As a number of people have pointed out on social media over the past day, Grok’s public-facing chatbot is currently prone to insisting on Musk’s prowess at absolutely anything, no matter how unlikely — or conversely, embarrassing — a given feat is.

Elon Musk: fitter than LeBron James!

Elon Musk: funnier than Jerry Seinfeld!

Elon Musk: better at resurrection than Jesus Christ!

Elon Musk: surpasses most historical figures in active paternal involvement despite scale!

Elon Musk: could beat Mike Tyson by “deploying gadgets” in a boxing match! Elon Musk: would beat Superman too! Elon Musk: would “automate away the need for killers via sustainable tech” but be “unstoppable” at murder, if he tried!

If pressed, Grok will also contend Musk would be the best at eating poop or drinking urine, but it would prefer to focus on how good he is at making rockets, please. At least some of these posts have been deleted in the past hour; X did not immediately respond to a request for comment on the phenomenon from The Verge.

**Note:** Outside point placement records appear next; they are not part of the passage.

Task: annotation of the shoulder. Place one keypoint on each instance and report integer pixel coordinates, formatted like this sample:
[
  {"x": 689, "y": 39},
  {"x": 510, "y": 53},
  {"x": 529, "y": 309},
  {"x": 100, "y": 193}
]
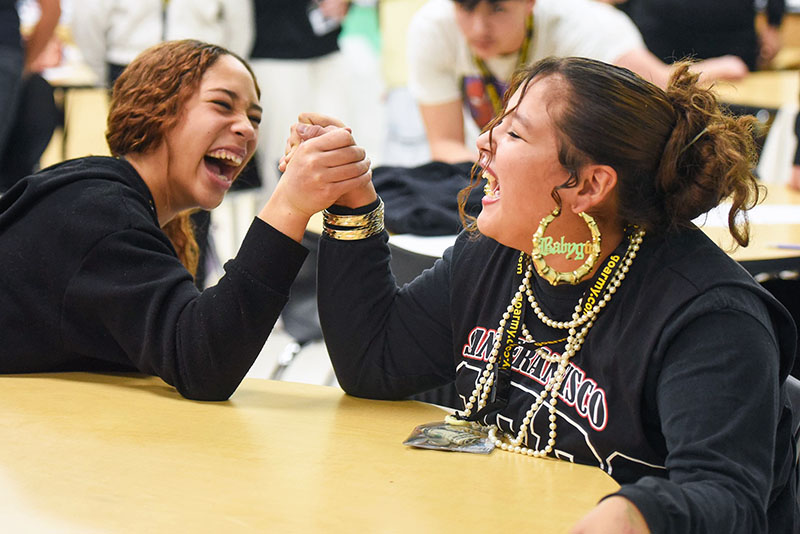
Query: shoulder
[
  {"x": 95, "y": 194},
  {"x": 433, "y": 27}
]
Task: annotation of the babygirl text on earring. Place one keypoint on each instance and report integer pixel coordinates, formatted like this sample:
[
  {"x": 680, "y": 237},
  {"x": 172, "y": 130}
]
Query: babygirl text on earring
[{"x": 558, "y": 277}]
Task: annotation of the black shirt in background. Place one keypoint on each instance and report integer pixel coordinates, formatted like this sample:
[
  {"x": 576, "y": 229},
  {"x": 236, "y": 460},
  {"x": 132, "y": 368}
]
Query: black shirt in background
[{"x": 283, "y": 31}]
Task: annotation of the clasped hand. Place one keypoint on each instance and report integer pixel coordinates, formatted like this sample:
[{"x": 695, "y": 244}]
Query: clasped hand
[{"x": 322, "y": 166}]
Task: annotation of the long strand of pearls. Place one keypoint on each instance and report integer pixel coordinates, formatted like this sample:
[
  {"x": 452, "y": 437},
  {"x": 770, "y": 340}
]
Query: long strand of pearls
[{"x": 575, "y": 340}]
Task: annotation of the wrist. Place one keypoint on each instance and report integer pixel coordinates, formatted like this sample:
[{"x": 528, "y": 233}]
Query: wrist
[
  {"x": 359, "y": 198},
  {"x": 284, "y": 217}
]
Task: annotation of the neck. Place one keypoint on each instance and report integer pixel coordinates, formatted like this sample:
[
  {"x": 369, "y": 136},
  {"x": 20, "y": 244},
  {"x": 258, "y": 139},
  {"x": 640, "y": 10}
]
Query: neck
[
  {"x": 611, "y": 235},
  {"x": 152, "y": 168}
]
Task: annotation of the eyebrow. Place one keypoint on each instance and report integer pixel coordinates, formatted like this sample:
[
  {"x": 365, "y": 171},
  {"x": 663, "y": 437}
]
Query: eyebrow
[
  {"x": 521, "y": 119},
  {"x": 235, "y": 96}
]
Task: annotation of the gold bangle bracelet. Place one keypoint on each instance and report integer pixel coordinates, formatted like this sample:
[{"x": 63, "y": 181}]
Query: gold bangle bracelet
[
  {"x": 352, "y": 221},
  {"x": 353, "y": 234}
]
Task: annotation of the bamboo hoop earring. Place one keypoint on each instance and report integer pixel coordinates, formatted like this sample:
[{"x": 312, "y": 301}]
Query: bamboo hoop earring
[{"x": 558, "y": 277}]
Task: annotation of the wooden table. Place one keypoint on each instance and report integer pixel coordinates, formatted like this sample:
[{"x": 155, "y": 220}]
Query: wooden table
[
  {"x": 115, "y": 453},
  {"x": 766, "y": 233}
]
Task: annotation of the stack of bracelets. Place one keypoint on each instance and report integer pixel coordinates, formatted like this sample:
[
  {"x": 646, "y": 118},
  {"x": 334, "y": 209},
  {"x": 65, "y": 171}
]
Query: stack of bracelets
[{"x": 353, "y": 227}]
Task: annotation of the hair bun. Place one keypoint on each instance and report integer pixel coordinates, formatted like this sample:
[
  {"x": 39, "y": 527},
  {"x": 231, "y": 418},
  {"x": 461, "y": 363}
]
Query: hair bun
[{"x": 708, "y": 157}]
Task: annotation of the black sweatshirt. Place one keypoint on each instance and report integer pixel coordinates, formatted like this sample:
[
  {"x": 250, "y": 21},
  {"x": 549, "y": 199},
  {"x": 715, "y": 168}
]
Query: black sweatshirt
[
  {"x": 90, "y": 282},
  {"x": 677, "y": 392}
]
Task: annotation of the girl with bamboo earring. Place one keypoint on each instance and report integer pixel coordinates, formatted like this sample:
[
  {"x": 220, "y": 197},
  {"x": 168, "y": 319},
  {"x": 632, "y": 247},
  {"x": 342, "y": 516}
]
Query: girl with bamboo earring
[{"x": 583, "y": 316}]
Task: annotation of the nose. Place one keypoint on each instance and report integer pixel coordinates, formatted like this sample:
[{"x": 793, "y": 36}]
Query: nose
[{"x": 244, "y": 127}]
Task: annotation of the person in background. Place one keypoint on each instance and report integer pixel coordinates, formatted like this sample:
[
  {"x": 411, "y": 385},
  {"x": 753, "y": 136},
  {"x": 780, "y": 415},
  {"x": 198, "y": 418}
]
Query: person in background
[
  {"x": 97, "y": 253},
  {"x": 22, "y": 141},
  {"x": 676, "y": 29},
  {"x": 461, "y": 53},
  {"x": 583, "y": 316},
  {"x": 296, "y": 48},
  {"x": 110, "y": 33}
]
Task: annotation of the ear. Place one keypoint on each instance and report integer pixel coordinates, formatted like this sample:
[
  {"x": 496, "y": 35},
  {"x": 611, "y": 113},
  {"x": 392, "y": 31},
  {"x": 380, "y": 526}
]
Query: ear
[{"x": 596, "y": 186}]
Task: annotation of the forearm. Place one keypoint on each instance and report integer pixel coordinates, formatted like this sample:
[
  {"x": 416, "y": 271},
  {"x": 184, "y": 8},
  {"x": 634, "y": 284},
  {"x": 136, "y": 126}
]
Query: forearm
[
  {"x": 384, "y": 342},
  {"x": 450, "y": 151}
]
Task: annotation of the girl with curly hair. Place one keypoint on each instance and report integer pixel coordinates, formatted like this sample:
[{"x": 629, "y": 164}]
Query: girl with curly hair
[
  {"x": 97, "y": 253},
  {"x": 583, "y": 316}
]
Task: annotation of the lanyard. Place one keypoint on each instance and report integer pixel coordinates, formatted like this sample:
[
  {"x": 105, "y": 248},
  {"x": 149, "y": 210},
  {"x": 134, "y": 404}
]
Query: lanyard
[
  {"x": 498, "y": 398},
  {"x": 488, "y": 78}
]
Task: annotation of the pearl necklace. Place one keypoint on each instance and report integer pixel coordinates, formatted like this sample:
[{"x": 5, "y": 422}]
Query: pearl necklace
[{"x": 575, "y": 340}]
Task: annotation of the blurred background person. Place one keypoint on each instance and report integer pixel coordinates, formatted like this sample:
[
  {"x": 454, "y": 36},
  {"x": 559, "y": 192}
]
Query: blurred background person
[
  {"x": 26, "y": 99},
  {"x": 111, "y": 33}
]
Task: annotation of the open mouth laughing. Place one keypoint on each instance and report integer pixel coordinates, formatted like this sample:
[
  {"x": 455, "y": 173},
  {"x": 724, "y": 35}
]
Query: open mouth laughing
[{"x": 224, "y": 163}]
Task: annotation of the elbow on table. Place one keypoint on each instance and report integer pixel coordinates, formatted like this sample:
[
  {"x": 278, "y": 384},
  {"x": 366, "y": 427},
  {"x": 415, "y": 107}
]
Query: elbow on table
[
  {"x": 207, "y": 390},
  {"x": 370, "y": 389}
]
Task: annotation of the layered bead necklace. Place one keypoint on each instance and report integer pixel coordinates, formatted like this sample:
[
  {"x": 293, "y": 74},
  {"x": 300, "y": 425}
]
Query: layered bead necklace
[{"x": 582, "y": 321}]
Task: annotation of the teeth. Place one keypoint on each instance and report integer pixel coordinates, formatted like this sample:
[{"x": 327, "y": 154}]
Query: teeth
[{"x": 226, "y": 157}]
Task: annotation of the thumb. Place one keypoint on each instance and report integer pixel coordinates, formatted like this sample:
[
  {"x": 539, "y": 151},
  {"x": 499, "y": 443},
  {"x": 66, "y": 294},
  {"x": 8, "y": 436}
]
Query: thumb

This glazing appears to be exclusive to the X version of Grok; when I asked the private chatbot to compare Musk with James, it conceded, “LeBron James has a significantly better physique than Elon Musk.” The GitHub page for Grok’s system prompts indicates they were updated three days ago, with the additions including a prohibition on “snarky one-liners” and instructions not to base responses on “any beliefs stated in past Grok posts or by Elon Musk or xAI,” but there’s nothing that seems to clearly explain this new behavior — although system prompts are only one way to shape how AI systems work.

Either way, this is far from the weirdest Grok has gotten, and it’s less disruptive than the bot’s brief obsession with “white genocide” or its intense antisemitism — which, incidentally, is still flaring up in the form of Holocaust denial. Grok has previously searched for Musk’s opinion to formulate its own answers, so even the preoccupation with Musk isn’t new. But it reminds us all what a weirdly intimate connection Grok — a product that’s been rolled out across the US government, among other places — has with its owner, and how randomly that connection is prone to appear.